Noise and generators
In addition to plugging up all the holes, you
should make sure that the surfaces surrounding the noise source are soft (not hard and reflective) and bumpy. For instance if you have a cement block wall that is unpainted, it will be better than one that is painted because the paint fills in all the holes and reflects the noise back into the room. I've heard of fero cement hulls, but concrete block????? What sort of mortar do you use? What shape hull can you build? ;-) |
Noise and generators
"Paul Squire" wrote:
In addition to plugging up all the holes, you should make sure that the surfaces surrounding the noise source are soft (not hard and reflective) and bumpy. For instance if you have a cement block wall that is unpainted, it will be better than one that is painted because the paint fills in all the holes and reflects the noise back into the room. I've heard of fero cement hulls, but concrete block????? What sort of mortar do you use? What shape hull can you build? ;-) I was just using that as an example. Sometimes you can use the tiles from a dropped ceiling as sound insulation on the walls. grandma Rosalie |
Noise and generators
Hi, Charles, and group,
"Charles T. Low" wrote in message ... What electrical loads qre you planning on carrying? We don't yet know for sure. There's some stuff which needs attention, and some other stuff we expect to buy. In any case, I'm not happy with the amount of charging provided by the engine, which we ran for an awful lot of the time on our shakedown/delivery cruise, and still found ourselves not fully charged most of the time. Otto (the autopilot) is so hungry we basically didn't use him, preferring to go with Manny (Manuel Steering) most of the time, due to the drain. FWIW, the batteries, 4xT105, are pretty new. Could you get by without a generator? No doubt - but only at the expense of installing a solar and wind farm, which, actually, is our preference. As noted in another post, humorously observed by Larry, but seriously by Bill, we'd readily consider selling it, as it would enable our conversion. We'll be in the tropics, where sun and wind are abundant. L8R Skip and Lydia |
Noise and generators
On Wed, 23 Jun 2004 00:55:23 -0400, "Skip Gundlach"
wrote: I'm not happy with the amount of charging provided by the engine, which we ran for an awful lot of the time on our shakedown/delivery cruise, and still found ourselves not fully charged most of the time. =================================== Do you have a heavy duty alternator (100+ amps) with a 3 stage regulator? If not, that's the answer.

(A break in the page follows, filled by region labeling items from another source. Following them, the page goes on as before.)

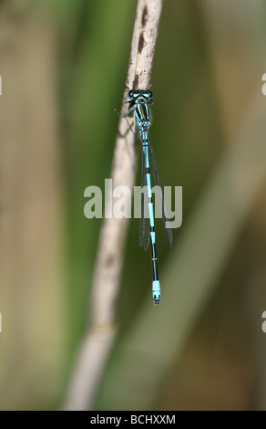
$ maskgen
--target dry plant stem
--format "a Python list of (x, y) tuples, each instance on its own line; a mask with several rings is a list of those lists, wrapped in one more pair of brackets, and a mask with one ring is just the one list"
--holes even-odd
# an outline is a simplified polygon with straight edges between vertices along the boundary
[[(162, 0), (138, 2), (126, 81), (128, 88), (149, 87), (161, 7)], [(125, 89), (124, 99), (126, 93)], [(112, 186), (114, 189), (123, 185), (132, 190), (138, 157), (135, 137), (132, 132), (127, 133), (128, 125), (124, 119), (120, 120), (118, 130), (112, 166)], [(90, 329), (77, 356), (64, 407), (66, 410), (92, 408), (116, 334), (115, 302), (119, 288), (128, 219), (113, 217), (112, 207), (116, 199), (112, 190), (107, 198), (93, 279)]]

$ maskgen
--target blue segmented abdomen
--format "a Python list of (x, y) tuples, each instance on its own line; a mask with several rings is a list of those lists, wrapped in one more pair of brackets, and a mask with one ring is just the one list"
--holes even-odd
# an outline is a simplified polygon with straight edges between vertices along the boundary
[(149, 215), (149, 234), (150, 234), (150, 247), (151, 247), (151, 266), (152, 266), (152, 295), (154, 305), (159, 305), (160, 301), (160, 286), (158, 274), (158, 259), (156, 252), (155, 242), (155, 227), (154, 227), (154, 211), (153, 200), (151, 192), (151, 181), (148, 162), (148, 131), (143, 130), (141, 132), (142, 150), (145, 160), (145, 174), (148, 189), (148, 215)]

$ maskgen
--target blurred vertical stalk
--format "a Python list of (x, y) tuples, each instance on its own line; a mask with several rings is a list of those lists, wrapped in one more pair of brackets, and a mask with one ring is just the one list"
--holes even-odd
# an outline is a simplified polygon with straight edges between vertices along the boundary
[[(128, 87), (147, 89), (149, 86), (161, 7), (162, 0), (138, 2), (126, 80)], [(124, 99), (126, 93), (125, 89)], [(123, 104), (122, 110), (124, 109)], [(113, 188), (123, 185), (132, 190), (138, 152), (134, 135), (131, 132), (126, 134), (127, 129), (126, 120), (120, 120), (111, 179)], [(112, 207), (115, 203), (116, 199), (110, 190), (93, 279), (89, 330), (82, 341), (77, 355), (66, 392), (64, 405), (66, 410), (92, 408), (116, 335), (115, 303), (123, 266), (128, 219), (112, 217)]]
[(56, 37), (32, 2), (1, 5), (0, 58), (0, 407), (33, 409), (58, 394), (66, 336)]

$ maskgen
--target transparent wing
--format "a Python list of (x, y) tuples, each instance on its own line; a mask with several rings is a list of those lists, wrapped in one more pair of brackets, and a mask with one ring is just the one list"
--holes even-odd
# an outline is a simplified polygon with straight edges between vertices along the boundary
[(149, 245), (149, 219), (145, 217), (145, 203), (148, 201), (148, 191), (147, 191), (147, 181), (145, 174), (145, 156), (143, 153), (143, 148), (141, 145), (142, 152), (142, 162), (141, 162), (141, 189), (146, 190), (146, 195), (144, 196), (141, 194), (141, 215), (139, 220), (139, 246), (143, 246), (144, 250), (146, 251)]
[[(148, 148), (149, 148), (149, 155), (150, 155), (149, 158), (150, 158), (150, 165), (151, 165), (151, 170), (152, 170), (152, 176), (153, 176), (154, 184), (156, 186), (159, 186), (159, 188), (161, 189), (161, 184), (160, 184), (160, 180), (159, 180), (159, 173), (158, 173), (157, 163), (156, 163), (156, 160), (155, 160), (154, 151), (153, 151), (153, 147), (152, 147), (152, 144), (151, 144), (149, 135), (148, 135)], [(166, 233), (166, 236), (167, 236), (169, 247), (171, 247), (171, 246), (173, 244), (173, 235), (172, 235), (171, 228), (167, 227), (167, 222), (169, 220), (169, 216), (168, 216), (167, 209), (166, 209), (166, 206), (165, 206), (165, 204), (164, 204), (164, 197), (163, 197), (162, 190), (161, 190), (160, 204), (161, 204), (161, 207), (162, 207), (162, 210), (161, 210), (162, 224), (163, 224), (163, 226), (164, 226), (164, 230), (165, 230), (165, 233)]]

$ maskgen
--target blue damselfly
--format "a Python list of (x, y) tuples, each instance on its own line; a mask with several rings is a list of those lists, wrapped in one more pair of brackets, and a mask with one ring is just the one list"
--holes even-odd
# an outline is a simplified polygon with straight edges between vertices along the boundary
[[(160, 302), (160, 285), (158, 273), (158, 258), (156, 252), (156, 239), (155, 239), (155, 226), (154, 226), (154, 210), (152, 200), (152, 188), (150, 180), (149, 170), (149, 157), (151, 163), (151, 171), (153, 175), (153, 182), (156, 186), (159, 186), (161, 191), (161, 204), (162, 204), (162, 221), (165, 227), (167, 238), (169, 246), (173, 242), (172, 231), (167, 227), (167, 214), (165, 211), (165, 204), (163, 199), (163, 193), (158, 173), (157, 164), (154, 156), (153, 147), (149, 138), (150, 128), (150, 112), (149, 105), (153, 104), (152, 92), (148, 89), (130, 89), (128, 92), (128, 100), (125, 103), (130, 103), (128, 110), (120, 115), (126, 118), (130, 114), (134, 114), (134, 131), (138, 127), (141, 143), (142, 143), (142, 167), (141, 167), (141, 188), (147, 189), (148, 192), (148, 217), (145, 216), (145, 198), (141, 195), (141, 217), (139, 225), (139, 245), (143, 246), (147, 250), (149, 245), (151, 246), (151, 264), (152, 264), (152, 295), (153, 302), (155, 305)], [(128, 124), (129, 125), (129, 124)], [(136, 127), (137, 126), (137, 127)], [(131, 128), (131, 126), (129, 125)], [(149, 224), (149, 225), (148, 225)], [(149, 226), (149, 227), (148, 227)]]

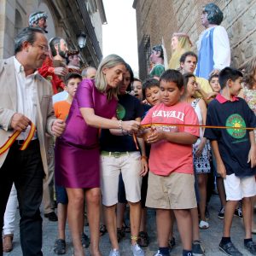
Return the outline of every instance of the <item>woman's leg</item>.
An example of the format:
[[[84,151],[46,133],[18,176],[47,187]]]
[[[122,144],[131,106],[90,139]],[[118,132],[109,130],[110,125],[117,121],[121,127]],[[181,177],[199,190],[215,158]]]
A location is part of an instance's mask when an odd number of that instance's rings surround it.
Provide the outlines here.
[[[119,250],[119,243],[117,240],[117,227],[116,227],[116,205],[111,207],[104,206],[105,221],[107,224],[107,230],[109,235],[109,239],[113,249]]]
[[[73,244],[74,256],[84,256],[81,242],[84,192],[83,189],[67,188],[67,193],[68,196],[67,220]]]
[[[131,224],[131,244],[134,245],[137,243],[137,237],[138,236],[140,222],[141,222],[141,214],[142,207],[141,202],[131,202],[130,205],[130,224]],[[134,238],[134,239],[133,239]]]
[[[199,210],[201,213],[201,219],[206,221],[207,174],[200,173],[197,174],[197,177],[198,177],[198,187],[199,187],[199,193],[200,193]]]
[[[226,205],[226,194],[225,189],[224,186],[224,181],[222,177],[217,177],[217,189],[218,192],[218,196],[220,200],[220,204],[222,207],[224,207]]]
[[[173,210],[183,250],[192,249],[192,220],[189,210]]]
[[[200,241],[199,226],[198,226],[198,210],[196,208],[190,209],[190,214],[192,218],[192,238],[193,241]]]
[[[90,234],[90,253],[92,256],[102,255],[99,249],[100,201],[101,189],[94,188],[85,190],[87,214]]]

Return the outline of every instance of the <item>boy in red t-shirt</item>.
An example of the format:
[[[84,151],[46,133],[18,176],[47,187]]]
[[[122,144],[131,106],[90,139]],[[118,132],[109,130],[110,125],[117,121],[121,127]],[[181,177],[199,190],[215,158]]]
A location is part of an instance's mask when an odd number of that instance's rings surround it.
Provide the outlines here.
[[[196,207],[192,144],[199,137],[197,127],[172,125],[198,125],[193,108],[180,102],[184,90],[181,73],[167,70],[160,77],[160,103],[149,109],[142,121],[158,124],[144,131],[152,144],[149,155],[148,189],[146,206],[156,208],[159,251],[169,254],[168,238],[173,210],[183,243],[183,255],[192,255],[192,222],[189,209]]]
[[[67,100],[57,102],[54,104],[56,118],[66,120],[69,113],[71,103],[77,91],[82,77],[77,73],[70,73],[65,77],[64,90],[68,93]],[[67,212],[67,195],[64,187],[55,186],[56,201],[58,211],[58,239],[55,242],[54,252],[56,254],[66,253],[65,227]],[[82,229],[82,227],[81,227]],[[88,246],[89,246],[89,238]]]

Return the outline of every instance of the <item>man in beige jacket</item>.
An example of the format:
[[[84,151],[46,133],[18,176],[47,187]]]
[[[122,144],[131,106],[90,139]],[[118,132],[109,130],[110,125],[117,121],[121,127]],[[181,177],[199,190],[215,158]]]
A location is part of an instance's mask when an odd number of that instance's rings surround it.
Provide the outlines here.
[[[65,123],[55,119],[51,85],[37,72],[49,52],[44,31],[25,28],[15,43],[15,55],[0,61],[0,148],[15,131],[22,132],[9,150],[0,154],[0,225],[2,230],[6,203],[15,183],[23,255],[43,255],[39,207],[43,179],[48,175],[45,135],[61,136]],[[36,125],[36,132],[28,147],[21,151],[20,145],[32,123]]]

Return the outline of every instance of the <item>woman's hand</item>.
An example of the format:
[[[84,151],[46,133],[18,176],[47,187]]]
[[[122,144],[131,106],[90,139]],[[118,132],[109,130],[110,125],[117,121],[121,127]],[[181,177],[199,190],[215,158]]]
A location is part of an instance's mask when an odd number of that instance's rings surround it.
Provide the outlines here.
[[[140,122],[135,120],[122,122],[123,130],[125,130],[128,132],[137,132],[139,127],[140,127]]]
[[[162,130],[157,130],[155,127],[151,127],[151,133],[147,137],[147,143],[149,144],[155,143],[165,139],[166,134]]]
[[[148,172],[148,165],[147,159],[145,157],[142,157],[142,171],[140,172],[140,176],[145,176]]]
[[[196,150],[195,150],[195,156],[196,157],[200,157],[202,154],[202,151],[205,148],[205,145],[207,143],[207,138],[203,137],[201,140],[201,143],[199,143]]]

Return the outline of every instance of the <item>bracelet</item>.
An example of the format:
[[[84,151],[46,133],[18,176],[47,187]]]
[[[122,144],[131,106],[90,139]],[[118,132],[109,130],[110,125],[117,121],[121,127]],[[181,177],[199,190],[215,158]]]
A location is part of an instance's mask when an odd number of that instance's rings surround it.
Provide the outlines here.
[[[119,128],[120,130],[123,130],[122,123],[123,123],[122,120],[119,120]]]
[[[148,157],[146,155],[142,155],[141,160],[144,159],[145,160],[148,160]]]

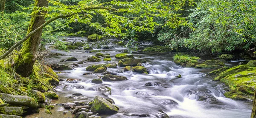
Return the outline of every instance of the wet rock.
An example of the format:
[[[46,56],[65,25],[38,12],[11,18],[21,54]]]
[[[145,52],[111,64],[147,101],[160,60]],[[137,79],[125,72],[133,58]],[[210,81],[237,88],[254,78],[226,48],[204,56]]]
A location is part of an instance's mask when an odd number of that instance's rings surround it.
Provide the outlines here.
[[[37,108],[36,102],[32,98],[27,96],[15,96],[9,94],[0,93],[1,98],[6,101],[6,103],[12,105],[22,105],[32,108]]]
[[[10,115],[0,114],[0,118],[22,118],[22,117],[15,115]]]
[[[99,96],[96,96],[90,104],[91,105],[91,111],[95,113],[113,114],[116,113],[118,110],[110,102]]]
[[[29,92],[31,94],[31,96],[35,98],[38,102],[41,102],[45,101],[44,95],[41,92],[34,90],[29,90]]]
[[[82,94],[82,93],[75,93],[72,94],[72,96],[83,96],[83,94]]]
[[[44,95],[46,97],[48,98],[52,99],[58,99],[58,96],[56,93],[52,91],[48,91],[47,92],[44,93]]]
[[[21,115],[24,113],[23,109],[20,107],[0,107],[1,113],[11,115]]]
[[[124,72],[126,72],[128,71],[131,70],[131,67],[129,66],[127,66],[124,68]]]
[[[76,104],[73,103],[67,102],[64,104],[64,108],[65,109],[70,109],[72,107],[76,106]]]
[[[158,112],[157,116],[158,118],[170,118],[170,117],[167,114],[163,112]]]
[[[49,66],[51,67],[52,70],[71,70],[73,69],[71,67],[68,66],[57,63],[52,64],[49,65]]]
[[[106,66],[105,65],[91,65],[86,67],[86,70],[89,71],[93,71],[97,68],[102,67],[107,68],[107,66]]]
[[[132,54],[128,54],[127,53],[119,53],[116,55],[115,57],[116,57],[116,58],[119,59],[123,59],[125,58],[131,58],[132,59],[134,58]]]
[[[100,59],[91,55],[89,55],[87,59],[88,61],[92,62],[99,62],[102,61]]]
[[[111,72],[111,71],[106,71],[105,73],[102,73],[101,74],[102,75],[105,75],[106,74],[111,74],[115,76],[119,76],[119,74],[116,73]]]
[[[148,117],[150,116],[150,115],[146,114],[133,114],[131,116],[138,116],[140,117]]]
[[[96,69],[94,71],[93,71],[93,73],[102,73],[105,72],[106,72],[107,70],[107,69],[104,67],[100,67]]]
[[[131,69],[134,70],[135,72],[142,73],[148,73],[148,70],[146,68],[143,66],[135,66],[131,67]]]
[[[95,84],[102,84],[102,80],[101,79],[94,79],[92,80],[92,83]]]
[[[156,86],[160,85],[160,84],[157,82],[149,82],[146,83],[145,86]]]
[[[127,80],[125,76],[115,76],[111,74],[106,74],[102,78],[102,80],[105,81],[115,81]]]
[[[77,83],[79,82],[82,82],[83,81],[80,79],[69,78],[67,79],[66,80],[66,81],[69,83]]]
[[[77,59],[76,59],[74,57],[70,57],[68,59],[67,59],[66,61],[68,61],[68,62],[75,61],[77,61]]]
[[[145,59],[124,59],[118,62],[118,65],[120,67],[126,66],[136,66],[139,63],[146,63]]]

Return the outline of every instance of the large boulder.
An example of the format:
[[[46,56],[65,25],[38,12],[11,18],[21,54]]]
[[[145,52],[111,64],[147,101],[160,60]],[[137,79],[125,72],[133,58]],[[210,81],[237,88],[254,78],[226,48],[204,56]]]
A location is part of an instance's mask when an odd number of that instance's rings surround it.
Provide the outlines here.
[[[57,63],[52,64],[49,65],[49,66],[51,67],[52,70],[71,70],[73,69],[71,67],[68,66]]]
[[[26,106],[32,108],[37,107],[35,101],[31,97],[5,93],[0,93],[0,95],[2,96],[1,98],[6,101],[6,103],[11,105]]]
[[[42,102],[45,101],[45,96],[41,92],[34,90],[29,90],[29,92],[31,96],[35,98],[38,102]]]
[[[105,68],[107,68],[107,66],[105,65],[91,65],[86,67],[86,70],[89,71],[93,71],[97,68],[102,67],[105,67]]]
[[[134,56],[132,54],[128,54],[127,53],[119,53],[119,54],[116,55],[115,57],[116,57],[116,58],[119,59],[125,59],[125,58],[132,58],[132,59],[134,58]]]
[[[67,59],[67,61],[77,61],[77,59],[74,57],[71,57]]]
[[[88,58],[87,59],[88,61],[92,62],[99,62],[102,61],[101,59],[98,57],[91,55],[89,55],[89,56],[88,56]]]
[[[118,111],[117,108],[109,101],[103,98],[97,96],[90,103],[91,110],[93,113],[100,114],[113,114]]]
[[[115,81],[127,80],[127,78],[124,76],[106,74],[102,78],[102,80],[105,81]]]
[[[106,70],[107,69],[106,69],[106,68],[105,68],[104,67],[100,67],[99,68],[97,68],[96,70],[93,71],[93,73],[102,73],[106,72]]]
[[[118,62],[118,66],[125,67],[126,66],[136,66],[139,63],[146,63],[145,59],[124,59]]]
[[[52,91],[48,91],[44,93],[44,95],[45,97],[47,97],[52,99],[58,99],[58,96],[56,93]]]
[[[143,66],[135,66],[131,68],[132,69],[134,70],[135,72],[142,73],[148,73],[148,69]]]

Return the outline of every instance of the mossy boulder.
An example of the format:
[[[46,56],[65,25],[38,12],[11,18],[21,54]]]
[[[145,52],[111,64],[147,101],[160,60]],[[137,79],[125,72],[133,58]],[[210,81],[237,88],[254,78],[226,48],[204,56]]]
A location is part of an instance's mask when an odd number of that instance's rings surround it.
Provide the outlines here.
[[[67,61],[77,61],[77,59],[74,57],[70,57],[67,59]]]
[[[116,54],[115,56],[116,58],[119,59],[123,59],[125,58],[131,58],[134,59],[133,55],[131,54],[128,54],[127,53],[121,53]]]
[[[234,59],[234,56],[232,54],[223,54],[219,56],[220,59],[225,59],[225,60],[230,61]]]
[[[146,63],[145,59],[124,59],[118,62],[118,65],[120,67],[126,66],[136,66],[139,63]]]
[[[94,71],[93,71],[93,73],[102,73],[103,72],[106,72],[107,70],[107,69],[104,67],[100,67],[96,69]]]
[[[89,55],[87,58],[88,61],[92,62],[99,62],[101,61],[101,59],[98,57],[93,56],[91,55]]]
[[[93,71],[97,68],[101,67],[105,67],[105,68],[107,68],[107,66],[105,65],[90,65],[89,66],[86,67],[86,70],[89,71]]]
[[[71,70],[73,69],[70,66],[64,65],[54,63],[49,65],[52,70]]]
[[[90,103],[91,110],[94,113],[113,114],[117,112],[117,108],[111,103],[99,96],[96,96]]]
[[[142,73],[148,73],[148,70],[146,68],[143,66],[135,66],[131,67],[133,70],[134,70],[135,72]]]
[[[129,66],[127,66],[124,68],[124,72],[131,70],[131,67]]]
[[[97,34],[93,34],[88,36],[87,41],[89,42],[97,42],[99,39],[98,37],[99,36]]]
[[[97,53],[95,54],[96,56],[103,56],[104,55],[104,54],[101,53]]]
[[[110,61],[112,60],[112,59],[110,58],[106,58],[103,59],[103,61]]]
[[[56,93],[52,91],[48,91],[44,93],[44,95],[45,97],[48,98],[52,99],[58,99],[58,96]]]
[[[117,66],[116,64],[109,64],[107,65],[107,67],[108,68],[116,68]]]
[[[100,79],[94,79],[92,80],[92,83],[95,84],[102,84],[102,80]]]
[[[256,67],[256,60],[250,60],[247,65],[250,67]]]
[[[0,107],[0,113],[15,115],[22,115],[24,112],[23,108],[21,107]],[[5,117],[3,117],[5,118]]]
[[[42,102],[45,101],[44,95],[41,92],[34,90],[28,90],[28,92],[30,93],[31,96],[35,98],[38,102]]]
[[[69,50],[77,50],[78,49],[78,47],[75,45],[67,45],[67,47]]]
[[[103,76],[102,80],[105,81],[116,81],[127,80],[127,78],[125,76],[116,76],[107,74]]]
[[[93,49],[93,48],[89,47],[88,46],[84,46],[84,47],[83,48],[84,48],[84,50],[92,50]]]
[[[8,103],[15,106],[26,106],[29,107],[37,108],[35,99],[31,97],[23,96],[15,96],[9,94],[0,93],[1,98]]]
[[[213,70],[211,72],[210,72],[208,75],[210,76],[218,76],[219,75],[219,73],[221,73],[226,71],[228,69],[229,69],[230,68],[229,67],[224,67],[221,68],[220,68],[217,70]]]

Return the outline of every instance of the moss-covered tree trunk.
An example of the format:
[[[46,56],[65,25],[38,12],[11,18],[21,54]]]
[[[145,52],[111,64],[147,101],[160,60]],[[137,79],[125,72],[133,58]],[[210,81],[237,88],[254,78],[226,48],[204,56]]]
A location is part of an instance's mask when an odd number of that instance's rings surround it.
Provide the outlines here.
[[[254,93],[254,99],[253,100],[253,111],[251,118],[256,118],[256,91]]]
[[[3,11],[4,10],[4,6],[5,5],[6,0],[0,0],[0,18],[3,16]]]
[[[35,0],[36,7],[33,9],[28,34],[45,22],[44,14],[47,11],[38,9],[40,7],[47,7],[48,4],[47,0]],[[40,30],[26,40],[15,60],[16,72],[23,76],[28,76],[32,73],[33,65],[38,57],[38,49],[41,36],[42,30]]]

The bad news is that you'll need dual belts to drive it, but well worth the investment. |
Noise and generators
You can go up to a 160 amp alternator without having to
resort to a large frame dual belt model. Doug s/v Callista "Wayne.B" wrote in message ... On Wed, 23 Jun 2004 00:55:23 -0400, "Skip Gundlach" wrote: I'm not happy with the amount of charging provided by the engine, which we ran for an awful lot of the time on our shakedown/delivery cruise, and still found ourselves not fully charged most of the time. =================================== Do you have a heavy duty alternator (100+ amps) with a 3 stage regulator? If not, that's the answer. The bad news is that you'll need dual belts to drive it, but well worth the investment. |
Noise and generators
On Wed, 23 Jun 2004 08:50:10 -0400, "Doug Dotson"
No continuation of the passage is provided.